Manitoba's timid Conservatives
Which is to say, this election was far from a sure thing...
After a campaign that has been widely panned for its tediousness, Tuesday’s Manitoba election may yet turn out to be a nailbiter. The NDP holds a comfortable lead in the latest poll, but turnout and Conservative strength in rural Manitoba should combine to make it a close race in the end.Which is to say, this election was far from a sure thingm, notwithstanding Premier Gary Doer’s vaunted personal popularity. It was to be expected that the NDP would run a safe, front-runner campaign -- promising little, ducking debates, and emphasizing the premier’s golfing-buddy appeal at every turn. What was less predictable was the timidity of the Conservative campaign.
For there was an audience among Manitobans for a more ambitious, risk-taking message, a mood for change of a kind I cannot recall. Growing up in Winnipeg, I don’t remember anyone getting too vexed about the annual exodus of young people. There was always someone to take their place, it seemed. Middle-of-the-road by temperament, a middle-class province for people in the middle of their careers, Manitoba neither boomed nor busted, its population neither rose nor fell much. It was a good enough place to live and work, and that suited most people just fine.

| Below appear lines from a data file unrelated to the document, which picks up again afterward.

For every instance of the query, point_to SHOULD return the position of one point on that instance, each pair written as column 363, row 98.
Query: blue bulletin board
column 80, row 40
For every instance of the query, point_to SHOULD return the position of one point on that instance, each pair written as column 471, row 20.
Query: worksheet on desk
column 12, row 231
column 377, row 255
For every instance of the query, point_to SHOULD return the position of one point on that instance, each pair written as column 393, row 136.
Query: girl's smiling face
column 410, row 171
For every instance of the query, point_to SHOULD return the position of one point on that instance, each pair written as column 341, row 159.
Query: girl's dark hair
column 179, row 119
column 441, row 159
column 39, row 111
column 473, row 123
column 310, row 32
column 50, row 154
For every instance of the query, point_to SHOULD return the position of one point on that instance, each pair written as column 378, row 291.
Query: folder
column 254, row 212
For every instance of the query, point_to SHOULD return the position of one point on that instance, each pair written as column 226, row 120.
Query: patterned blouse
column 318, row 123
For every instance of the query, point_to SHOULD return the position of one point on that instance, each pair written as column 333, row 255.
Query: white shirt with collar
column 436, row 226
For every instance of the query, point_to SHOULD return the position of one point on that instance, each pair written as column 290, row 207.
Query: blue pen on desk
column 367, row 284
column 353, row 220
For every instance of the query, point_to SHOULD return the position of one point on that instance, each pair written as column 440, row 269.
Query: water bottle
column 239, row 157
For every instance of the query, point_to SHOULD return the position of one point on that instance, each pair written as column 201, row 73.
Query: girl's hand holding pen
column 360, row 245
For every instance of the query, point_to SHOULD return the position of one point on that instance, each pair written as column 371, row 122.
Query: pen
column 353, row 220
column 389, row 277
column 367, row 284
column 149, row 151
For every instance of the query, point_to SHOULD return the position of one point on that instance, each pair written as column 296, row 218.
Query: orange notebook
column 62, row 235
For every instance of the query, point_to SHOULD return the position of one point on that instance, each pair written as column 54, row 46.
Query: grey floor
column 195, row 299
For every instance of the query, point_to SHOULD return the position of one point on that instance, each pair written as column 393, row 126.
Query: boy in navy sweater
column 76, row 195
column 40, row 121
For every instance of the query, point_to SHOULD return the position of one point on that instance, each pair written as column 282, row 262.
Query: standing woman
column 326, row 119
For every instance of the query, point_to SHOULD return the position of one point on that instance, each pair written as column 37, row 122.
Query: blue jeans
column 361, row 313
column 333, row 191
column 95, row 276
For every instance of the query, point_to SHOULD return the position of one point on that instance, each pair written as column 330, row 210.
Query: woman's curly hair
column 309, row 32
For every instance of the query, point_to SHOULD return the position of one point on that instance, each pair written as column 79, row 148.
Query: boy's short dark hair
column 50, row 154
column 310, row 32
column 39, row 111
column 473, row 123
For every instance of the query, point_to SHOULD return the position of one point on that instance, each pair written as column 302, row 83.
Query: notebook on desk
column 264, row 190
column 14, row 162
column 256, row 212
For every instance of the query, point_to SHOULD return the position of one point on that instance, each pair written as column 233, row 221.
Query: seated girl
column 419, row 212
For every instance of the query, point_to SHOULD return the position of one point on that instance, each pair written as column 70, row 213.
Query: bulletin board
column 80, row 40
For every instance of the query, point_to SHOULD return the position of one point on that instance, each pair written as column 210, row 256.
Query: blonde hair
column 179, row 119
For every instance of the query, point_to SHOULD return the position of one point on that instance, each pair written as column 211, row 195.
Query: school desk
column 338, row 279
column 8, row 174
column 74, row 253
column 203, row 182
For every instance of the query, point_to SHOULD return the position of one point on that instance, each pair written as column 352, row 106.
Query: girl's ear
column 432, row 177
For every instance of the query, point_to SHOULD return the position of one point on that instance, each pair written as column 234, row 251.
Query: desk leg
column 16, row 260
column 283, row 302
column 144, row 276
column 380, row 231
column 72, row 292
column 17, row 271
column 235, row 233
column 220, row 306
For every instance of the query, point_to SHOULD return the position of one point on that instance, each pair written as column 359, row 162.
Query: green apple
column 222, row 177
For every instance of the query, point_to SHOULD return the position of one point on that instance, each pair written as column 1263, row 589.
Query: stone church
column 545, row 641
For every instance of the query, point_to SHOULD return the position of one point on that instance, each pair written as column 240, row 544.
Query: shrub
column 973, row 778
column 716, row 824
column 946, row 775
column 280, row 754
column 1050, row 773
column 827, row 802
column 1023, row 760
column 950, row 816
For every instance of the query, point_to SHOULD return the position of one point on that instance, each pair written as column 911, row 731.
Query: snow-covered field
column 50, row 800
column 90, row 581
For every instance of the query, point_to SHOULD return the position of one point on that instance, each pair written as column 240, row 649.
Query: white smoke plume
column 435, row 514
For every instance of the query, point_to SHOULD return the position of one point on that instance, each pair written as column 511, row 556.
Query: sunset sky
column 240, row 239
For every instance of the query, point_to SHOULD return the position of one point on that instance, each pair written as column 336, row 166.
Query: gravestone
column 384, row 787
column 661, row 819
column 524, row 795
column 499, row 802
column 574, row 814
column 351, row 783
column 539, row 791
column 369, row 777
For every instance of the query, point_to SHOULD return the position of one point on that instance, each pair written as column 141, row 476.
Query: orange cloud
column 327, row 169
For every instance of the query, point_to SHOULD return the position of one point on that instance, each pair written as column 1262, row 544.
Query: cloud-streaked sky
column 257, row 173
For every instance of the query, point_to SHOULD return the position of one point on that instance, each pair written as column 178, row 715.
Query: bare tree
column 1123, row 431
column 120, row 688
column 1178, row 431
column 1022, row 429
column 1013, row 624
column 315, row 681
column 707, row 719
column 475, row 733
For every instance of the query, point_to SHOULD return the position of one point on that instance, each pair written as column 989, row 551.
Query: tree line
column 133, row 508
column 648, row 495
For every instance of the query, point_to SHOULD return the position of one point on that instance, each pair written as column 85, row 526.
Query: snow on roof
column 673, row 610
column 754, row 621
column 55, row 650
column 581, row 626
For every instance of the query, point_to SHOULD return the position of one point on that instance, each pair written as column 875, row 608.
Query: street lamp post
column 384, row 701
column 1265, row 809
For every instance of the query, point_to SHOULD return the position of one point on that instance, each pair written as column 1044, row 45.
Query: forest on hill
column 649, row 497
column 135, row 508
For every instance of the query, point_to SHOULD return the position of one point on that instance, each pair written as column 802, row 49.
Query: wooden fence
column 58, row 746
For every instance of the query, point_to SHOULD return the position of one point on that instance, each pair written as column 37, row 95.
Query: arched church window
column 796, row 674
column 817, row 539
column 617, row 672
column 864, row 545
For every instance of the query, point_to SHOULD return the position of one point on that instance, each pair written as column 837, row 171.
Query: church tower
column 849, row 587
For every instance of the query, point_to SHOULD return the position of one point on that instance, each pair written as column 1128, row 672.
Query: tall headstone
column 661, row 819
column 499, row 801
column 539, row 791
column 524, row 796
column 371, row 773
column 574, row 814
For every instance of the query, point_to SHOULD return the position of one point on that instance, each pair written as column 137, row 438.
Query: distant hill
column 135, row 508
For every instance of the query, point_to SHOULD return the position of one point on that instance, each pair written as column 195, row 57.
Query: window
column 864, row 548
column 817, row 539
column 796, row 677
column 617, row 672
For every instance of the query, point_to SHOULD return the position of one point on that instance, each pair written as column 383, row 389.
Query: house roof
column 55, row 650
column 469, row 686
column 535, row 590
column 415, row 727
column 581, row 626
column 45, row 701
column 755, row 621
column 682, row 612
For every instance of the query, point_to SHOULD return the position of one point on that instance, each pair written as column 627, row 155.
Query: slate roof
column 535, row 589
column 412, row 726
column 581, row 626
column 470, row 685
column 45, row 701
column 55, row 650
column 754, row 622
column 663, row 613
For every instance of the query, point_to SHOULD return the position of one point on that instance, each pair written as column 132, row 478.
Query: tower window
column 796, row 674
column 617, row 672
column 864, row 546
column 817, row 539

But lately one sensed a certain anxiety, an unsettled feeling that good enough was no longer good enough. Whether it was the allure of Alberta or the growing mobility that is the calling card of educated youth everywhere, the outmigration became too pronounced to ignore. The do-littlism of the Doer government over its eight years in office, changing nothing and antagonizing no one, might ordinarily encourage a similar sense of self-satisfaction in the public. But its complacency was also a potential vulnerability -- provided the Tories could light a fire under voters, making them feel that change was not only necessary but possible.
But that presupposed a robust, intellectually self-confident Conservative party, unafraid to expose its ideas to public scrutiny, without apology or undue hedging. Such a beast does not exist in this country. While its Manitoba variant, under its bright young leader, Hugh McFadyen, showed some signs of intelligence, even flashes of vision, the overall feeling was one of rather too clever micro-targeting, of a kind that has overtaken the federal party. All too often, the party found itself fighting on its opponents’ grounds, rather than defining the terms of debate.
The tone was set in the first week, with a Tory vow on the issue of privatization of Manitoba Hydro, the province’s electrical utility, that set new standards for craven excess. Perhaps it was too much to expect the party to commit to privatization, given the touchiness surrounding the issue. Perhaps it could have been excused for avoiding the topic, or even ruling it out in the near term. But so spooked were the Tories that they promised, not merely never to privatize Hydro, but to pass legislation making it impossible to do so without the support of every single member of the legislature.
A pledge to cut the provincial sales tax by 1 percentage point was less egregious, yet still in the too-clever-by-half category. As with the GST cut that was its inspiration, it had no discernible impact on the electorate, while claiming a large chunk of revenues that might have been used to fund a broader and deeper tax-cutting campaign. To their credit, the Tories did also promise modest cuts in income taxes, property taxes, and business taxes. But the message was one of incrementalism, rather than boldness. It suggested that what Manitoba needs is a little twiddling of the tax dials, rather than the sort of transformative, growth-oriented tax cuts that would truly change the way the province is perceived, not least by its own citizens.
The saddest part of this cautious trimming is how out of synch it was with the Tories’ own campaign rhetoric, which sounded many of the enterprising, let’s-get-this-province-moving-again themes I have suggested. I think the McFadyen Tories “get it” themselves, and to some extent they have succeeded in establishing themselves as the party of opportunity: the same poll that shows them trailing overall shows them leading among younger voters. But they lack the self-assurance to follow through on the logic of their own position, to back their rhetoric with substance.
And so for every useful nod in the direction of more competition in health care or choice in education, there were gimmicky, focus-group favourites like tax exemptions for bicycles. And, disastrously, there was the promise to “bring back the Jets,” the late lamented NHL franchise. Had the Conservatives been more ambitious themselves, they might have better packaged the idea as part of a more ambitious vision of the province. As it was, it looked desperate, a swing for the fences by a party that was otherwise content to hit singles.
To convince the public that such things are attainable, the Tories had first to convince themselves. Their speeches said “we can do it,” but their platform said “I doubt it.”